El plan de modernización de hidroaviones que Sánchez declaró urgente en 2022 sigue sin cumplirse
En 2022, el Gobierno de Pedro Sánchez declaró «urgente» e «imperativo» modernizar la flota de hidroaviones de extinción de incendios. Dos años después, ni una sola aeronave ha sido renovada. Los datos del debate —y la hemeroteca— son tozudos.

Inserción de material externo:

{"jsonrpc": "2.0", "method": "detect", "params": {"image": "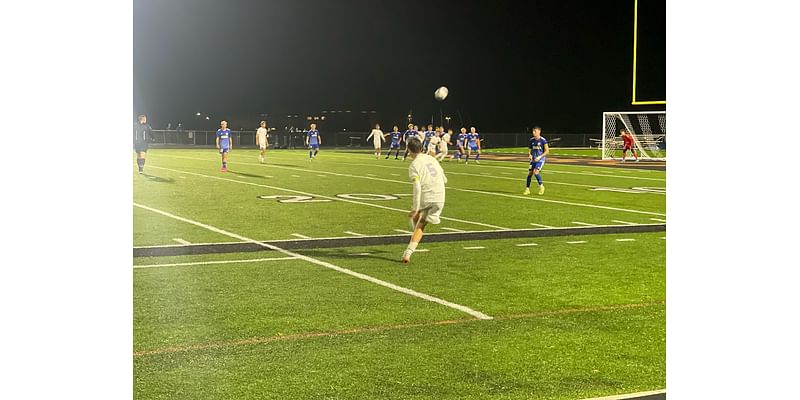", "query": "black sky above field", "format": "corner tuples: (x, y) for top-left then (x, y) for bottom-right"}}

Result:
(133, 0), (666, 133)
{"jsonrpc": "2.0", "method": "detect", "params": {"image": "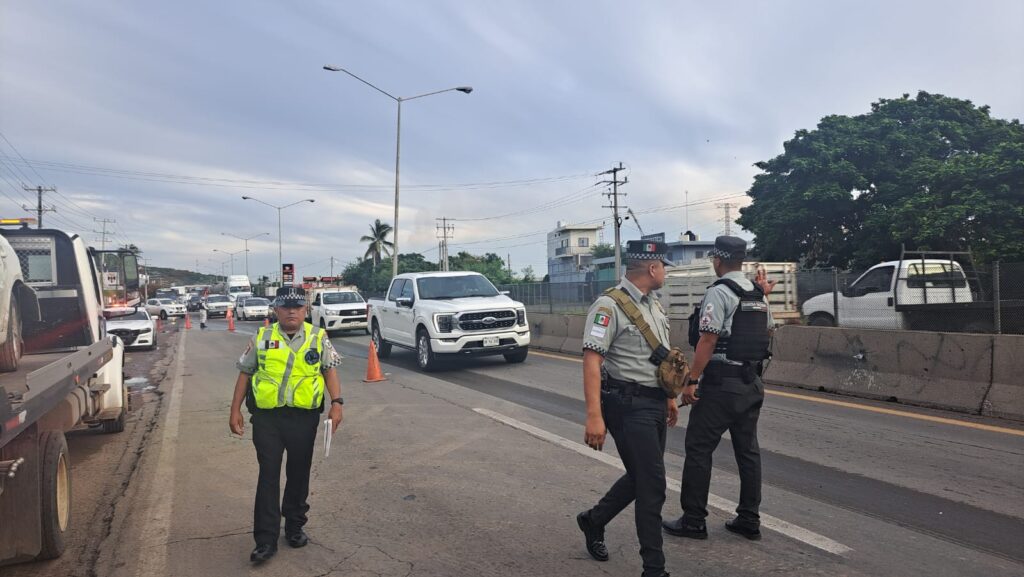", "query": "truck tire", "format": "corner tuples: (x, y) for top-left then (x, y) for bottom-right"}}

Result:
(504, 346), (529, 365)
(36, 430), (71, 561)
(416, 329), (437, 373)
(0, 296), (23, 373)
(370, 320), (391, 359)
(807, 313), (836, 327)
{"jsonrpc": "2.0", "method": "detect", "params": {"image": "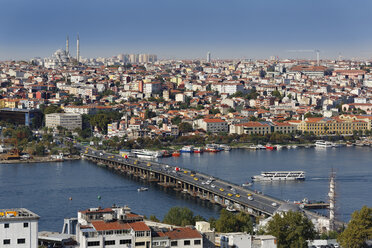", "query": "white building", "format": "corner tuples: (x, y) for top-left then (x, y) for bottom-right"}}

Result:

El problema de fondo: una factoría que cerró y un avión que se fabrica en Sevilla pero no se compra
Ironías del sector: el hidroavión más eficaz, el que más agua descarga, lo fabrica la canadiense Viking Air… pero en Sevilla. Allí se producen los CL-515, el modelo que Francia ya está adquiriendo. Sin embargo, España no ha pedido ni uno.
¿La razón? Durante el Gobierno de Rajoy, cuando se intentó contactar con la fábrica, ya estaba cerrada. Para que Canadair reabra la línea de producción se han tenido que unir 20 países. Los nuevos aparatos están pedidos, pero tardarán un mínimo de tres años en fabricarse. La parálisis no es solo política: es industrial.

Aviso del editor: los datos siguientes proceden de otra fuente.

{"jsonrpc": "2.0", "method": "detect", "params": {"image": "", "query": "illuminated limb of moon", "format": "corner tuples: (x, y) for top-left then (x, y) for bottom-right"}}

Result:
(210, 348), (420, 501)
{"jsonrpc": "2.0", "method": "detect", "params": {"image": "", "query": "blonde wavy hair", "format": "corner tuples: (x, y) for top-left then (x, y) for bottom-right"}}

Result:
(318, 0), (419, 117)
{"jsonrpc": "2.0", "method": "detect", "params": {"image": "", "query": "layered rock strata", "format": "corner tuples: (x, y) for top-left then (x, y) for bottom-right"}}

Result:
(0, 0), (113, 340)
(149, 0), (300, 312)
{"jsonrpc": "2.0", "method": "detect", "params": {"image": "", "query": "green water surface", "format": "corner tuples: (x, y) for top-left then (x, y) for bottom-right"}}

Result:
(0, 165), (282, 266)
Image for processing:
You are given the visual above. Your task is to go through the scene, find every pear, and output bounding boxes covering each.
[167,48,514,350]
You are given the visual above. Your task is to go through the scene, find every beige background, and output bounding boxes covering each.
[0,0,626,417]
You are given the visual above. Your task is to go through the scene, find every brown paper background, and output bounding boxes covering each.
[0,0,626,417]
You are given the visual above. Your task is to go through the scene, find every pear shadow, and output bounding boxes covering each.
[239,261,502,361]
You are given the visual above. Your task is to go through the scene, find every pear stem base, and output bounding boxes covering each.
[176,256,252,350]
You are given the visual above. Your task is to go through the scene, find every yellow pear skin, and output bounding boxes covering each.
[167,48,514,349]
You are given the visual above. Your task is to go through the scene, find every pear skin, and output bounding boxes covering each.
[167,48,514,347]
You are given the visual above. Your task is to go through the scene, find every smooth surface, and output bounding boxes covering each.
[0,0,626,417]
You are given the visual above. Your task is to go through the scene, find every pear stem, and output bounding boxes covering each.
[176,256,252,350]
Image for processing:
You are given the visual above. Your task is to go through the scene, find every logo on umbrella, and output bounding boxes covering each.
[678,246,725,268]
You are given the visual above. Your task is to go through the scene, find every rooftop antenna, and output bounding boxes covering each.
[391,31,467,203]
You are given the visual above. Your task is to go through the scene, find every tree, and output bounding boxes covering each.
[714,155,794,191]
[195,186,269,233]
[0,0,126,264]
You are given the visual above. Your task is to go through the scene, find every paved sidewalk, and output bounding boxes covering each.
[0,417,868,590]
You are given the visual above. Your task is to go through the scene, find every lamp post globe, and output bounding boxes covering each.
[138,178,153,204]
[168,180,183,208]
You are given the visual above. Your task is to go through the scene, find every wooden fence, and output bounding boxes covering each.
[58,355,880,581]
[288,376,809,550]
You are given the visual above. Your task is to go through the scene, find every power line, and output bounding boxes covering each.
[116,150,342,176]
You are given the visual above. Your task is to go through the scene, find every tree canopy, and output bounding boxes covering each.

Urgencia declarada, realidad estancada
El contraste entre la retórica y los hechos es difícil de explicar. Mientras los incendios forestales se agravan cada verano, la flota española envejece. La declaración de 2022 sonó a compromiso firme; la ejecución ha sido nula. Y con las elecciones a la vuelta de la esquina, nadie sabe si el siguiente gobierno retomará la inversión o seguirá aplazando lo urgente.
El dato que descoloca: el mismo avión que España no renueva se fabrica a 200 metros de una línea de montaje en Sevilla. La pregunta es si la decisión de no comprar es incompetencia, desinterés o un cálculo electoral que prefiere gastar el dinero en otras partidas.